A Seller may issue a consolidated invoice for monthly sales dated the last day of the month or multiple invoices for each sale.
We suggest issuing invoices for each country of destination of the goods. Use either a VAT number of an online marketplace in a Member state of identification when you don’t use a marketplace fulfillment center or use a VAT number of a Marketplace where its fulfillment center is situated.
What VAT number to use?
A Seller must use a VAT number of the country from where they dispatch goods, if goods are dispatched from a marketplace warehouse use the corresponding country VAT number. In case a marketplace doesn’t have a VAT number in the dispatch country use their main EU VAT number.
In case when parties decided to use the self-billing option, a marketplace should follow the same rules.
Note: If you agree with a Marketplace to use a self-billing scheme – you don’t have a right to issue an invoice for the same supply, you must use an invoice issued by Marketplace.
Such invoice must be shown in a VAT return of the country where this supply occurs in spite of this supply being exempt.
2. Import of Low-value goods to the EU deemed supply
For B2B sales of goods, the place of supply is where the shipment starts. In a situation when shipment starts outside of the EU such supply is seen as out of the scope of EU VAT. That means that there is no need to issue a VAT invoice between the Seller and Marketplace for the import of low-value goods. As a Seller, you need to attach a commercial invoice to the parcel but it is not a VAT invoice.
3. Intra- the UK deemed supply
When a non-UK business uses Marketplace to sell goods to private individuals, such supply is split into two transactions: first B2B between Seller and Marketplace and second B2C between a marketplace and a final customer. How to document the first transaction?
There is no obligation for a Seller to issue an invoice for B2B deemed supply. But if a seller chooses to issue an invoice there are several requirements:
- Note that deemed supply in the UK is zero-rated in contrast to the EU (exempt).
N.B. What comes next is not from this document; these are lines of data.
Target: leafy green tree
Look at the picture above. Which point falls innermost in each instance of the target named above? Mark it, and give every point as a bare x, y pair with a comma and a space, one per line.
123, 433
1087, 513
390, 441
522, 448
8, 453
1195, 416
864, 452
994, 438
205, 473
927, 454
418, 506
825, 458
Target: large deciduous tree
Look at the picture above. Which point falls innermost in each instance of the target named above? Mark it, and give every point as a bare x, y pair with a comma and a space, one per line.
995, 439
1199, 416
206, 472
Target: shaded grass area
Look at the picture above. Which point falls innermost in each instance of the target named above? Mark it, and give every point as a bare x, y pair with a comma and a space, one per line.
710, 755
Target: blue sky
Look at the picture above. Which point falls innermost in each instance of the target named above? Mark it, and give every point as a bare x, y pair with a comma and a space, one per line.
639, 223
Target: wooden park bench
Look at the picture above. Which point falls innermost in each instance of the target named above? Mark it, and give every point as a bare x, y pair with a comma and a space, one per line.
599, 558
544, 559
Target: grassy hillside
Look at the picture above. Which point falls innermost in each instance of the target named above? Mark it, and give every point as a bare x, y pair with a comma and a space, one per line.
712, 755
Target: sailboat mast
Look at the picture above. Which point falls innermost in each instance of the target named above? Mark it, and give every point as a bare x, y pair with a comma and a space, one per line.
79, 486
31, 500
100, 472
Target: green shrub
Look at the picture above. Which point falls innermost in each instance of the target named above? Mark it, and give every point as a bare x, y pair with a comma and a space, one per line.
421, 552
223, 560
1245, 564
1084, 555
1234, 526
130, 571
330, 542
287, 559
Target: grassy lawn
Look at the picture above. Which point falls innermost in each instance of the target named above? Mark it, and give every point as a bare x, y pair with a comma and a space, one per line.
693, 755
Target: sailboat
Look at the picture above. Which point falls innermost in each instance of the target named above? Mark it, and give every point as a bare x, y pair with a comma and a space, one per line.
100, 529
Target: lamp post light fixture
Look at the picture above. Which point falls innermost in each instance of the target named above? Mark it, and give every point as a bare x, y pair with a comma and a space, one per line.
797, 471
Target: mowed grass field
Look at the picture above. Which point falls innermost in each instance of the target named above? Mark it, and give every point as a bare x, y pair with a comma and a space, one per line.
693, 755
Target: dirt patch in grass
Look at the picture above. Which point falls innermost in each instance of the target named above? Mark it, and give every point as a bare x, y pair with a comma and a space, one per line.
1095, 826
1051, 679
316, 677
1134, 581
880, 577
That means that you must state the VAT rate of 0% in your invoice. You may issue a consolidated invoice for a month. Because a VAT invoice needs to be issued within 30 days of the sale.
4. Import into Great Britain under £135 + 20% VAT (deemed supply)
Note that other rules may apply when you import to Northern Ireland.
Import via Marketplace goods under £135, such sale is an LVG deemed provision. Such sales are seen as deemed for the UK registered sellers and non-UK sellers.
Seller reports such sales in the departure country VAT return as a 0% VAT (export) supply. A Seller has no obligation to issue a UK VAT invoice between Seller and Marketplace.
A seller needs to issue a commercial invoice with an intrinsic value of the goods and attach this invoice to a parcel for customs purposes with a note “VAT collected under Marketplace scheme”.
What is deemed supply in VAT?
Deemed supplies provisions are a sale that is split into two sales: the first one is between a seller and a facilitator without VAT or with 0 VAT and the second is between a facilitator and customer. Even when the Seller transfer VAT obligations to a marketplace he may need to declare such sales in a VAT or a sales tax return. For example, a US seller sells medical devices to French customers via a French marketplace. The seller stores goods in a French warehouse. Such supplies fall under the definition of deemed supply. That means that for VAT purposes the Marketplace will be a seller to a final customer and remit VAT.